In an instant, white terror enveloped the entire Jinggangshan area.

  In order to solve the problem of the Red Army’s lack of salt, the local people did everything possible to send salt up the mountain—hidden salt in bamboo tubes, baskets, double bucket bottoms, etc., but it is often seen through. The enemy is investigating more and more stringently. The Red Army secretly "brought salt" and was brutally killed.

  Nie Huaizhuang, a member of the Women’s Committee of Maoping Township, Jinggangshan, thought of a good way to deliver salt to the Red Army: turn the salt into salt water, and then put a new cotton jacket with very good water absorption in the salt water, and wait until the clothes are fully wet. After it was thoroughly dried, Nie Huaizhuang wore the dried clothes, put on a new coat, and went up the mountain with a bamboo basket containing mountain products, as if she was dressed as a rural woman who went out to walk to her relatives. Passed the inspection and successfully delivered the salt to the Red Army.

  However, within a month, Nie Huaizhuang caused the enemy's suspicion by going up the mountain many times. The enemy tortured her and asked the Red Army hideout, but she was unwavering, tight-lipped, and was shot to death by the enemy at the time of sacrifice. She was only 21 years old.

In the movie "Sparkling Red Star", Pan Dongzi soaked his cotton-padded clothes in salt water and cleverly avoided the "Jing Guardian" search.

This plot is created from the deeds of Nie Huai makeup.

The commentator Long Yan in the Jinggangshan Revolution Museum is introducing the story of the ancestors "bringing salt" for the Red Army to the visitors.

(Photo by Zhang Huan)

  In the era of war and smoke, there was a lack of medical treatment and medicine. Salt water has also become a disinfectant for the wounded of the Red Army's wounded and sick, which is very precious.

  Due to the large-scale siege of Jinggangshan by the Hunan and Jiangxi Kuomintang forces, in January 1929, the main force of the Fourth Red Army attacked southern Jiangxi.
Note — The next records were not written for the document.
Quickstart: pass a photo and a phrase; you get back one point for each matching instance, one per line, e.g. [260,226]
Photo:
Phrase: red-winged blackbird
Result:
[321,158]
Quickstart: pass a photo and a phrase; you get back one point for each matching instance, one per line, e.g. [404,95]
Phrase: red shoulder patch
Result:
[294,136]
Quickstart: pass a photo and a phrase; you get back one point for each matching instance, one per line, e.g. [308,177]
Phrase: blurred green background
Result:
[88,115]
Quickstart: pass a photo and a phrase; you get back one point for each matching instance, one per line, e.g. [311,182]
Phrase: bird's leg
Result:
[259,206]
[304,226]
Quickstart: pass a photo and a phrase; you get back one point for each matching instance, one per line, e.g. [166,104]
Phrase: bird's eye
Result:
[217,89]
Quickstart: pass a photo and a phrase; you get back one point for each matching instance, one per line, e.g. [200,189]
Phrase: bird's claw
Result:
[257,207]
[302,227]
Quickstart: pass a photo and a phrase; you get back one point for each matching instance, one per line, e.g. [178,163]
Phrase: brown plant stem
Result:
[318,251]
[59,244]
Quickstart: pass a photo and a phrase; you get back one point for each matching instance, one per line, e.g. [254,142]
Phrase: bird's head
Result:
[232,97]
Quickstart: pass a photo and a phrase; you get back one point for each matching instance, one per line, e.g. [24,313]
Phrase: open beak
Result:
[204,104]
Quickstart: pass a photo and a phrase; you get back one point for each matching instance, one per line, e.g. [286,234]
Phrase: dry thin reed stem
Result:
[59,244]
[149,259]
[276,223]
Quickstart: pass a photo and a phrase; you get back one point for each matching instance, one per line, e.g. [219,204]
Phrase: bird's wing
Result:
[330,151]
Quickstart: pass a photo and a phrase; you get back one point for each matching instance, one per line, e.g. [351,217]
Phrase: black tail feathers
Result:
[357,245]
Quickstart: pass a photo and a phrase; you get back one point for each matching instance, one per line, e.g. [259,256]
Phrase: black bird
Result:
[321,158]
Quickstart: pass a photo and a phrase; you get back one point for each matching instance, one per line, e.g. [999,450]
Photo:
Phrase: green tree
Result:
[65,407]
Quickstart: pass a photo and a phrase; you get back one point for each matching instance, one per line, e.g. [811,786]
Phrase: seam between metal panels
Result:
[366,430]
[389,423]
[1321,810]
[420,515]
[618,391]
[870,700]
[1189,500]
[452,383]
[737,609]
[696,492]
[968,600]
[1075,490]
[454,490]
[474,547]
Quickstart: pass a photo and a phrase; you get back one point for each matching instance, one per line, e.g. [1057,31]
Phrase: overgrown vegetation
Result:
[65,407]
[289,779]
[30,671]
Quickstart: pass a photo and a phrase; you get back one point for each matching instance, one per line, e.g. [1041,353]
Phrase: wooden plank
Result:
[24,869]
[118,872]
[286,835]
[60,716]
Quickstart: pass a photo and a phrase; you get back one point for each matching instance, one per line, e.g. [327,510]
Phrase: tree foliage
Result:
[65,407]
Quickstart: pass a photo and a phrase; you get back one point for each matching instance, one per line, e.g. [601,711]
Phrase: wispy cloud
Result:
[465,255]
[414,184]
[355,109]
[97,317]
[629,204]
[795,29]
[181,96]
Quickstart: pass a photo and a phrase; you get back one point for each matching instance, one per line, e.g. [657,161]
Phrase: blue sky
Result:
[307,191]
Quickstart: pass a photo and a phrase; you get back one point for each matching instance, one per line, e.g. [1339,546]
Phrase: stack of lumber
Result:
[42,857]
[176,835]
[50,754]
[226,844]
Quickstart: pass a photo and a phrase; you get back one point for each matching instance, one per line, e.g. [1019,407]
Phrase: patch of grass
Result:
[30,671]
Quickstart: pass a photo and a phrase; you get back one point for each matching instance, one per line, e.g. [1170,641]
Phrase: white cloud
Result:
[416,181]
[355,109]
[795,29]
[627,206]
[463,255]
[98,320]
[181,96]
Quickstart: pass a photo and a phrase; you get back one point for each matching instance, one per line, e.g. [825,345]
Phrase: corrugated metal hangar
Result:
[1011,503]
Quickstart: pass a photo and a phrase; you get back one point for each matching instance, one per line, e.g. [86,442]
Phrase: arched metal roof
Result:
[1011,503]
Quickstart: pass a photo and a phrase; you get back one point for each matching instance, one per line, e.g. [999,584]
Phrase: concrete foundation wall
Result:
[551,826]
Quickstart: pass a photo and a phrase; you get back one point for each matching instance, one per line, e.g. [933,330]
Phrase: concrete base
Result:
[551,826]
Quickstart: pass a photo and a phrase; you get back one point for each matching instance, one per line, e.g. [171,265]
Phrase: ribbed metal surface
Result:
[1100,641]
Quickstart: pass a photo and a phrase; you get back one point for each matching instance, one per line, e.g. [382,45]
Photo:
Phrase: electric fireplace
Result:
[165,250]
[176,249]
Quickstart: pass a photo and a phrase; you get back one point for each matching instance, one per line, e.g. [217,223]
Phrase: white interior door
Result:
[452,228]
At the time when the mountain was covered by heavy snow, traffic was cut off, and the food was exhausted, Zhang Ziqing was dying of hunger. In addition, the reactionary blockade and the lack of medicine. The bullet embedded in the ankle could not be taken out, causing inflammation of the left leg to the lower abdomen.

In the face of such severe injuries, he still cared about others and gave all the salt allocated to him for food and wound washing on the tissues to the other wounded.

In May 1930, Zhang Ziqing passed away at the Jiaolin Temple in Dongli Village, Yongxin County, at the age of 29.

  "In 1978, when several comrades studying party history struggled to find his wife in Hunan, she was still waiting for her husband who had left her for more than 50 years. Looking at the gray-haired widow of the Red Army, everyone present could not cry. "Said Duan Chaoren, the commentator of the Sanwan Adaptation Memorial Hall in Yongxin County.

  These stories of "bringing salt" for the Red Army are impressive.

These "salt-carrying" people "speak up" for the truth and the happy life of the people, like the unyielding spring grass, laying the foundation stone for the new China.